Moved to campus, Varian 355 *Note New Time and Location*
Optical-IR telescopes have been the drivers for astronomical discovery for four centuries. The next generation of "extremely large" ground-based telescopes will open new discovery space that will revolutionize exoplanet research and expand the frontiers of all areas of astrophysics and cosmology. In this talk, I will provide an overview and status report on the Giant Magellan Telescope (GMT) in the context of the other next-generation telescopes.
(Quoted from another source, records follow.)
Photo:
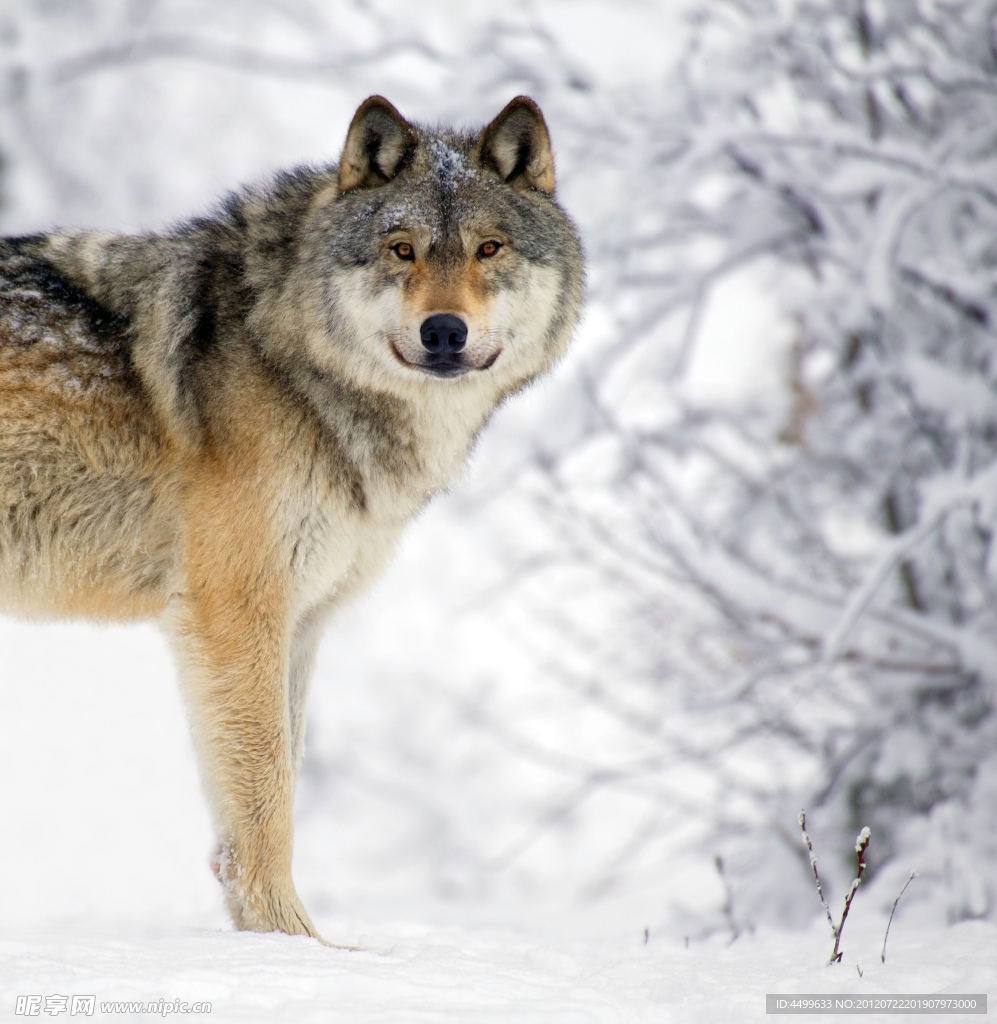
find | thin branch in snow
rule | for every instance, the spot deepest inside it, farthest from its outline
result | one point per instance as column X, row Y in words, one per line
column 882, row 955
column 813, row 865
column 861, row 845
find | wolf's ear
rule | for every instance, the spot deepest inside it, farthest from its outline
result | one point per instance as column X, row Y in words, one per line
column 517, row 146
column 379, row 144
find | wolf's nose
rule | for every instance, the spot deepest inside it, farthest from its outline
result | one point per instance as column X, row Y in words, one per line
column 443, row 334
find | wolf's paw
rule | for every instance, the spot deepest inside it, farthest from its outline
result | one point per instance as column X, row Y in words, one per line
column 260, row 904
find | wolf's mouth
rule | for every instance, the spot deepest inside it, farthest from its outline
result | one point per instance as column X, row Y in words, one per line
column 443, row 366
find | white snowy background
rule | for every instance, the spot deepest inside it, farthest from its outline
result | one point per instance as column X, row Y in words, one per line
column 734, row 558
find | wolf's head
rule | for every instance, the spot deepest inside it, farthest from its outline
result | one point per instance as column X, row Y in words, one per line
column 445, row 260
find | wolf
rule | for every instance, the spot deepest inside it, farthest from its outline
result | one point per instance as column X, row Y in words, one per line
column 226, row 426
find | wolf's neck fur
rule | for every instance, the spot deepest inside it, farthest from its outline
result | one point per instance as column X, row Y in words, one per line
column 410, row 438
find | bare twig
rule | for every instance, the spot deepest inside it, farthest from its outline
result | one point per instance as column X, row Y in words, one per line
column 861, row 845
column 817, row 878
column 882, row 955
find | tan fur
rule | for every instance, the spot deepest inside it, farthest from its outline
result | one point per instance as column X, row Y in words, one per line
column 242, row 489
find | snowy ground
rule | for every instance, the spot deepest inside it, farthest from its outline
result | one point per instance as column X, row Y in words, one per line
column 414, row 973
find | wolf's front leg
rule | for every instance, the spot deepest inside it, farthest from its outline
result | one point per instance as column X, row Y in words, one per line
column 234, row 650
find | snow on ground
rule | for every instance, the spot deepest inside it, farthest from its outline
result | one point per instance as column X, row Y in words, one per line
column 416, row 973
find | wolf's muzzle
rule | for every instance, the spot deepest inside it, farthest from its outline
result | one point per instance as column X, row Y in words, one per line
column 443, row 337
The GMT is a 25.4m diameter telescope being built in northern Chile by an international collaboration of universities and research institutions. It will use state-of-the-art, adaptive optics technology that builds on a heritage of optical systems in use today to gain a factor of three in angular resolution and a factor of tens to thousands in sensitivity (depending on the observing configuration) over the previous generation of telescopes. I will give a brief overview of the GMT design, focusing on the aspects of GMT that will provide unique capabilities among the ELTs. The first-generation instruments for GMT are being designed to further capitalize on GMT's strengths and will enable research on everything from exoplanets to the highest redshift galaxies. I will describe the first-generation instrument suite and some of the exciting science that our partners anticipate doing during the first decade of operations. GMT is proceding rapidly with final design work, mirror fabrication, prototyping, and site construction. I will provide an update on the project's status and the construction underway in Chile.